When there are too many of them, commemorations risk losing their impact. But the “katastrofi” was obviously a fundamental moment in the emergence of the modern Greek state. One might almost say it was only then, a century on, that the revolution of 1821 really ended. The human suffering was immense and no less important the challenge the refugee crisis posed for the state. Society in northern Greece in particular would have developed in very different ways without this enormous movement of populations. And two other longer-term consequences of these events strike me. One, that it transformed the relationship between Greeks and Turks – simultaneously breaking old ties, as Muslims departed from Greece and Orthodox Christians from Anatolia and the Black Sea; and intensifying them, as Greece received a new influx of populations who had lived for centuries with Muslim neighbors and who often spoke Turkish as well as if not better than Greek. The second is that the “katastrofi” heralded a new relationship between the nation and territory. The old ideal had been to grab as much territory as possible, as if land itself was the prize; today we live in a very different world, one that perhaps began in that moment.
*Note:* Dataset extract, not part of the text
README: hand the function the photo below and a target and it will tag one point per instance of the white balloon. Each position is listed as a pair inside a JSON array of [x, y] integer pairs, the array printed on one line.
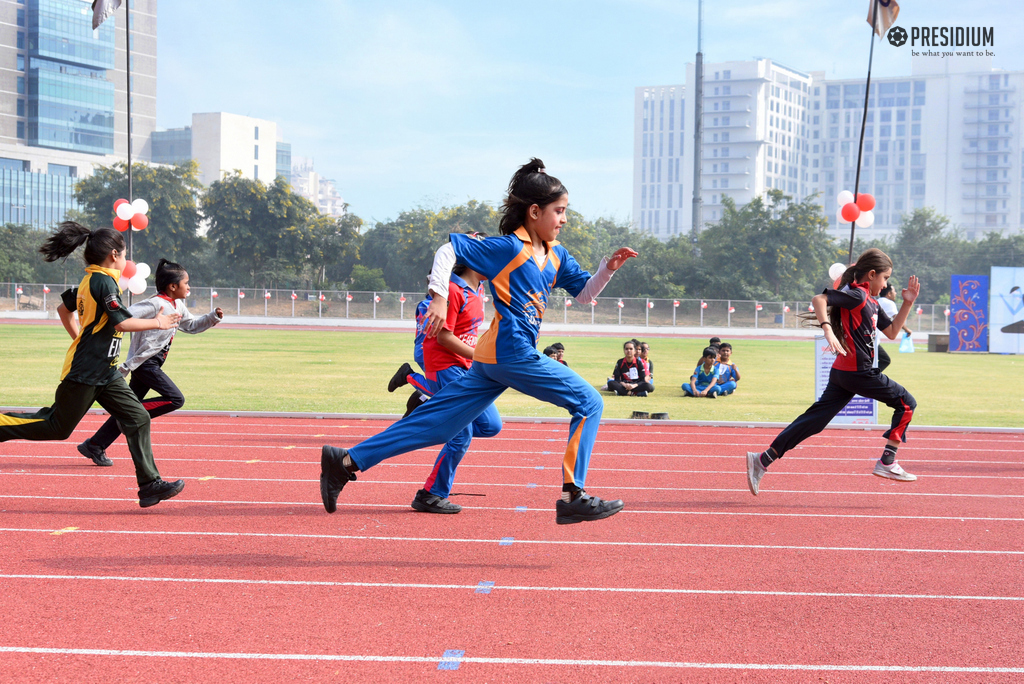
[[866, 219], [136, 285]]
From David Harvey to Craig Calhoun, the opinions about the role of nation-states in the 21st century vary a lot. According to you, which is the role, the meaning of those “imagined communities” (and their celebrations) in a globalized world where people, money, products and information are constantly flowing across borders?

I think what is striking is how powerful national-states remain today. They embody senses of political community that are not easily dispelled, perhaps because they have been associated with ever-widening political and economic social participation. Globalization presents a huge challenge to them. Yet 19th century political thinkers understood something that often escapes us today, namely that national politics and international cooperation are not opposites but complementary. Small countries, at the mercy of larger ones, know this by experience. But in the face of global warming, even large countries are small ones now.

What about the pandemic? Should we expect that it will strengthen cosmopolitan views (based on the realization of our species’ vulnerability) or that it will make us more introvert, nationally speaking? Can public health (as a policy but also as an objective, as a collective goal or even a concept) play a role toward more inclusive societies?

I lived through the pandemic in Manhattan and saw moments of enormous social solidarity at the same time as people tried to isolate themselves and ignore those around them. With time, the latter realized this was not possible. Thus what I saw was the pandemic reinforcing notions of the public good and social solidarity that had been on the retreat for many years. I hope this will continue. But when crises end, these are often the lessons that are most quickly forgotten.